Pyrrhus

Plutarch

Plutarch. Plutarch's Lives, Vol. IX. Perrin, Bernadotte, translator. Cambridge, MA: Harvard University Press; London: William Heinemann Ltd., 1920.

So Pyrrhus, after accomplishing as it were an expiation for his son and celebrating his obsequies with a brilliant contest, having also vented much of his grief in his fury against the enemy, led his army on towards Argos. And when he learned that Antigonus was already posted on the heights commanding the plain, he pitched his camp near Nauplia. On the following day he sent a herald to Antigonus, calling him a robber, and challenging him to come down into the plain and fight with him for the kingdom.

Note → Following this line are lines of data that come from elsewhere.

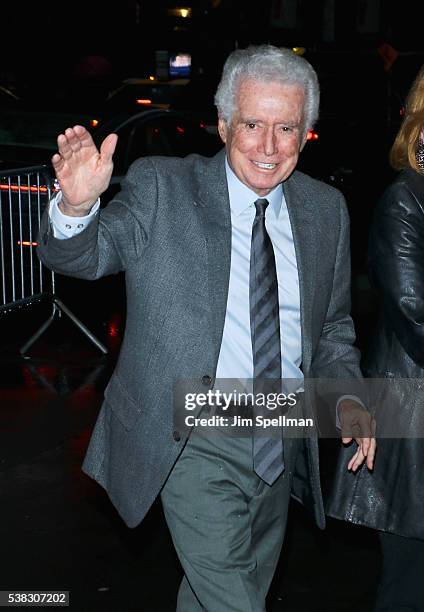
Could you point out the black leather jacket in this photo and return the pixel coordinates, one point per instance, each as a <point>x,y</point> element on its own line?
<point>391,498</point>
<point>396,258</point>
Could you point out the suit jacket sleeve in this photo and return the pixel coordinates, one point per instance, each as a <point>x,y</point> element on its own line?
<point>115,237</point>
<point>335,356</point>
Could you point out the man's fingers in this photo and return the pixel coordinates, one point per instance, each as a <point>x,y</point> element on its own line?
<point>108,146</point>
<point>371,454</point>
<point>356,460</point>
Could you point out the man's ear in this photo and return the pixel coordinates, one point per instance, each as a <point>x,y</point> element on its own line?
<point>222,129</point>
<point>304,141</point>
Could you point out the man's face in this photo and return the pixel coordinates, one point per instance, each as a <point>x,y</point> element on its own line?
<point>266,133</point>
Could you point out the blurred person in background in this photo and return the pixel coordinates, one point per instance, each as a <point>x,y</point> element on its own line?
<point>391,498</point>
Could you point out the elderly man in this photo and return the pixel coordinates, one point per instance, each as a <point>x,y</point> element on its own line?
<point>236,267</point>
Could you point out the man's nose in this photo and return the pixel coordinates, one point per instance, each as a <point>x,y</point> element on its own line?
<point>269,142</point>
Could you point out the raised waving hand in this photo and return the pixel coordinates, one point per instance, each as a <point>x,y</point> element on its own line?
<point>83,172</point>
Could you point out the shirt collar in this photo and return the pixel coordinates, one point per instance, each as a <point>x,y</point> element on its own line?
<point>242,197</point>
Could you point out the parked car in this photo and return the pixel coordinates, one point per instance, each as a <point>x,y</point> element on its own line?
<point>154,132</point>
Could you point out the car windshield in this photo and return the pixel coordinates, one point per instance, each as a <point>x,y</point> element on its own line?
<point>36,129</point>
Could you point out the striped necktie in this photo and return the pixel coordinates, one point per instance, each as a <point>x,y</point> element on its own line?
<point>268,457</point>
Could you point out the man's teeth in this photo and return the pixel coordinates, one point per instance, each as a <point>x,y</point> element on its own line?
<point>267,166</point>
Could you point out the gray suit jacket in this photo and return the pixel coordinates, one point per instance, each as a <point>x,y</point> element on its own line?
<point>169,229</point>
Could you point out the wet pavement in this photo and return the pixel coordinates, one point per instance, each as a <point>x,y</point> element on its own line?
<point>60,532</point>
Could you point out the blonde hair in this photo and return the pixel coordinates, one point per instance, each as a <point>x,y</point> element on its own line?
<point>404,149</point>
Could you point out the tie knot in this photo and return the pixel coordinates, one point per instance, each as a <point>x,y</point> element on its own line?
<point>261,205</point>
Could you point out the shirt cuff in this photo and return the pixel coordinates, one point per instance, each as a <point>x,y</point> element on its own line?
<point>355,398</point>
<point>65,226</point>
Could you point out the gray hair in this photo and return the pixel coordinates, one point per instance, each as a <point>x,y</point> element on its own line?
<point>269,64</point>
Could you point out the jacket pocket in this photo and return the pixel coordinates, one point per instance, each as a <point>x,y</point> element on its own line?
<point>122,405</point>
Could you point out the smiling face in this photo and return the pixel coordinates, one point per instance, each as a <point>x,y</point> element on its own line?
<point>266,133</point>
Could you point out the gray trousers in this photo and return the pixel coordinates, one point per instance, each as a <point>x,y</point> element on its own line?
<point>227,525</point>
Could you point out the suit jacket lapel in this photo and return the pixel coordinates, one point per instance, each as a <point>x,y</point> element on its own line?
<point>301,214</point>
<point>214,209</point>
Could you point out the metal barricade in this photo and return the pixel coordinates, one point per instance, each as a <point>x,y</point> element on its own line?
<point>24,194</point>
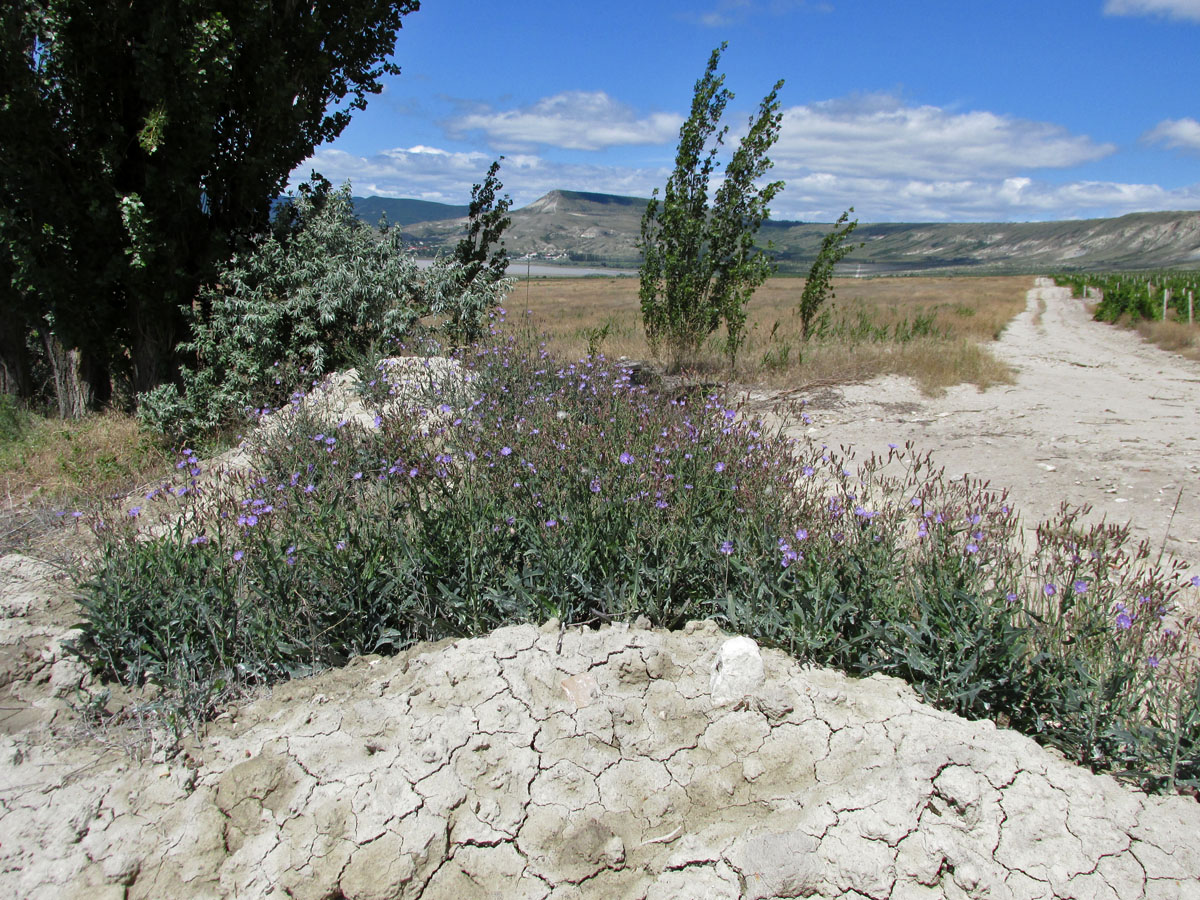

But Antigonus replied that in conducting a campaign he relied more upon opportunities than upon arms, and that many roads to death lay open to Pyrrhus if he was tired of life. And now to both kings came ambassadors from Argos, entreating them to go away and allow the city to be neutral, but well-disposed towards both. Antigonus, accordingly, consented, and gave his son to the Argives as a hostage; Pyrrhus also agreed to go away, but since he gave no pledge, he remained under suspicion.

Moreover, Pyrrhus himself had a significant portent; for the heads of his sacrificed cattle, though they already lay apart from the bodies, were seen to put out their tongues and lick up their own gore. And besides this, in the city of Argos the priestess of Apollo Lyceius ran forth from the temple crying that she saw the city full of corpses and slaughter, and that the eagle which visited the scene of combat presently vanished away.